“I always get butterflies walking up to the entrance and hearing all the screams from the corn,” Rachel Monninger said.
The Eugene local and University of Oregon freshman has been through Lone Pine’s corn maze every year for five years, but she still gets nervous every time.
“It’s always been so scary to me,” Monninger said. “I always freak out right before and feel so accomplished afterward.”
The maze is open every day of the week, but once night falls on the weekends, it becomes a haunted, twisted journey full of ghouls, ghosts and people–who are trained professionals–who will chase you with chainsaws, including on Halloween this Saturday.
“It’s not recommended for children under the age of 12,” said Lone Pine Farm’s bookkeeper Denise Garner about the infamous haunted maze. “Some adults can’t make it through the first part. It’s very scary.”
Oregon State University graduate and Junction City native Ryan DeLieu went to the haunted maze for his eighth year this past Saturday, a tradition he began in high school.
“I feel like every year they try to change their scare tactics,” DeLieu said. After going for so long, “you get used to how they scare, but even then [it’s hard not to] get startled when some masked man yells, jumps or chases you.”
This is the time of year when horror is coveted. People actively search out grotesque, shocking forms of entertainment to force them to huddle under the covers, too afraid to shut off the lights. But what is it about these scenes that keep us coming back for more? Generally, fear serves as a negative emotion, so why are we drawn to things that make us feel scared?

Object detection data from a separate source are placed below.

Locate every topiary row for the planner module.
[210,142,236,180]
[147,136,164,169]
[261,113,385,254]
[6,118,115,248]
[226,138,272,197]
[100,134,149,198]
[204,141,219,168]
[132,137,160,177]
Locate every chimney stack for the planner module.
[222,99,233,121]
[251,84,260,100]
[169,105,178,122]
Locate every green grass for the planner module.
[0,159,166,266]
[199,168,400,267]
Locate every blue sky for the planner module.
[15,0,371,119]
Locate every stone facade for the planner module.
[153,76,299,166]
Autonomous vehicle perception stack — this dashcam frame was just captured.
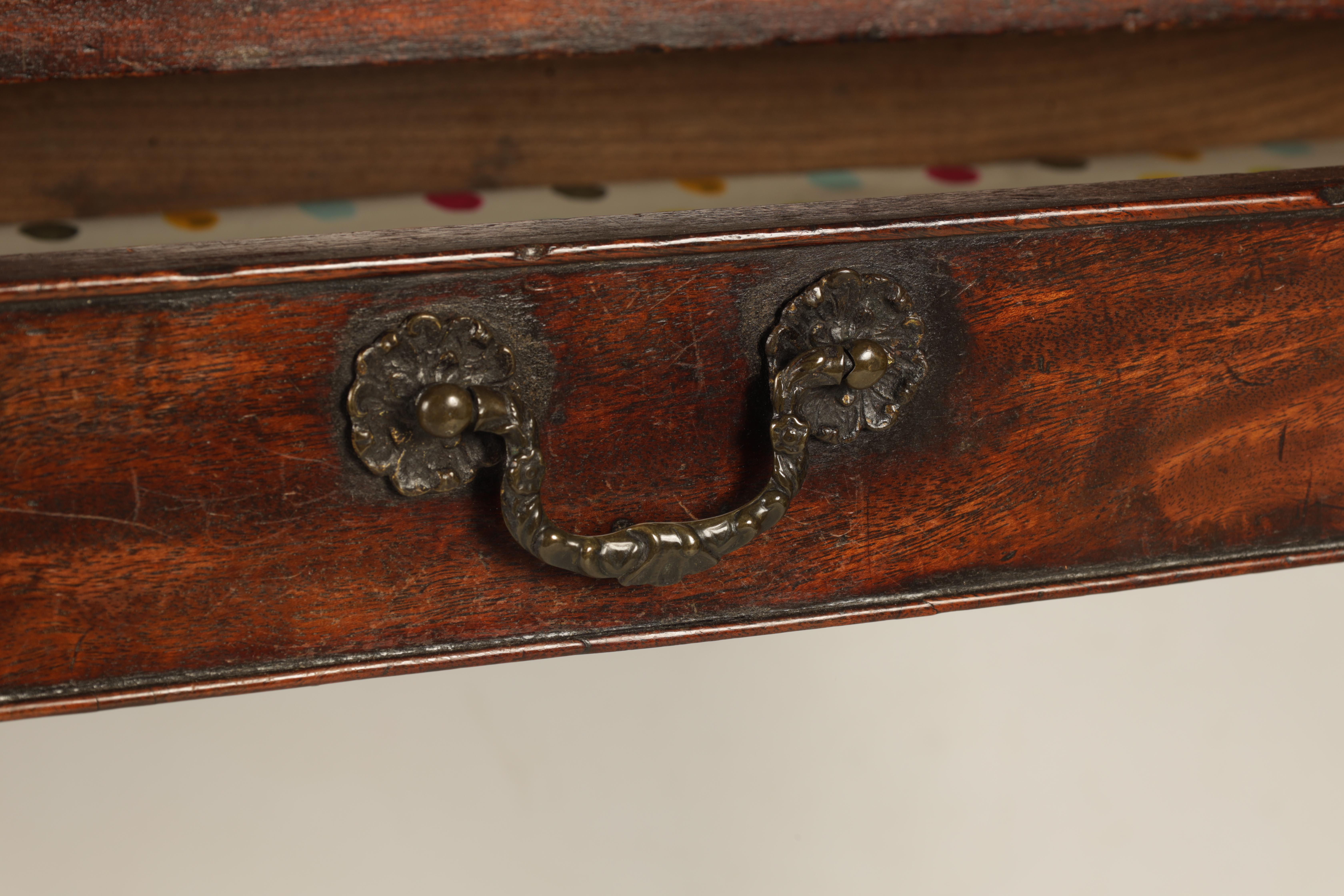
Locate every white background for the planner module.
[0,567,1344,896]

We might be in need of fear, according to Baran Germen, a graduate fellow who teaches a class on abject horror literature in the Comparative Literature Department at UO. Germen’s class is called “Literature of the Abject,” and its students study Kafka, Shakespeare, and other works featuring the debased and vile.
“Fear, like desire, is an instinct we all have,” Germen said in an email. “Think of the early human beings and their relation, say, to the predators wherein fear steps in for survival.”
Humans no longer need fear to escape from predators, and in middle-class America, most people don’t face life-threatening situations every day. Our lives, by comparison, are boring, and horror films can fill that primal craving for adrenaline.
“Works of art come in as a substitute for our atavistic fears and shake us up and reinvigorate us in our rather banal worlds,” Germen said. “As an instinct, fear makes us feel alive as a particular way of relating to the world around us.”
Putting a horrifying experience onto a screen or into a cornfield allows spectators control over it, according to Sean Hanson, a Eugene Film Society critic who has been with the organization for a year now.
“It’s contained in a safe space, and we know when we leave, everything is going to be okay,” Hanson said. “We like having our nightmares rendered onto film.”
Nightmares vary from person to person, and the trends in film are constantly shifting to recognize new fears in different ways.
“Some are timeless (creepy dolls) and some are contemporary (xenophobia in post-9/11 torture films like Hostel),” Hanson said in an email. “So in a lot of ways, horror films simultaneously capture cultural anxieties and regurgitate them as images that become part of our collective nightmare.”
Think Freddy Krueger, the iconic face of the boogeyman, or Pennywise the clown from Stephen King’s It (1990).
The cinematic experiences these films give us are timeless, which is why classics like The Exorcist (1973), The Shining (1980) and Psycho (1960) are still some of the most critically acclaimed horror films of all time. It’s in the build of the music, suspenseful camera pans and the sound effects that make us jump out of our jack-o-lantern socks.
“There is something inherently and unavoidably terrifying about sitting alone in a dark room full of strangers,” Germen said, “and with a fully focused orientation toward a big screen that almost completely frames our field of vision.”
But for some, the screen just isn’t enough. They need to feel that adrenaline on a heightened level, running for their lives in real life. This is why, for people like Ryan DeLieu, the corn maze is something he keeps coming back to, to the point where now it is pure entertainment. Over the years, the corn maze has become an annual tradition he and his friends do.
“It’s more of a nostalgic thing to do now,” DeLieu said. “I don’t really get scared during the maze, but I love to laugh at the people in my group who do.”
Lone Pine’s last night of horror will be Halloween, which falls on a Saturday this year. The actors generally go all-out on the last night of the season, Garner said, and she expects it to be “extremely spooky.”
It might be the isolation of the countryside, or the fact that you can hear the snapping of stalks and husks in the distance before you actually see what lies beneath; perhaps it’s the claustrophobia of being enclosed in an open space with no visible exit. Much like the horror movies we watch, the corn maze serves as a safe space to experience our most terrifying nightmares in a temporarily exaggerated reality.
Halloween Horror: Why do we love scary movies and haunted mazes?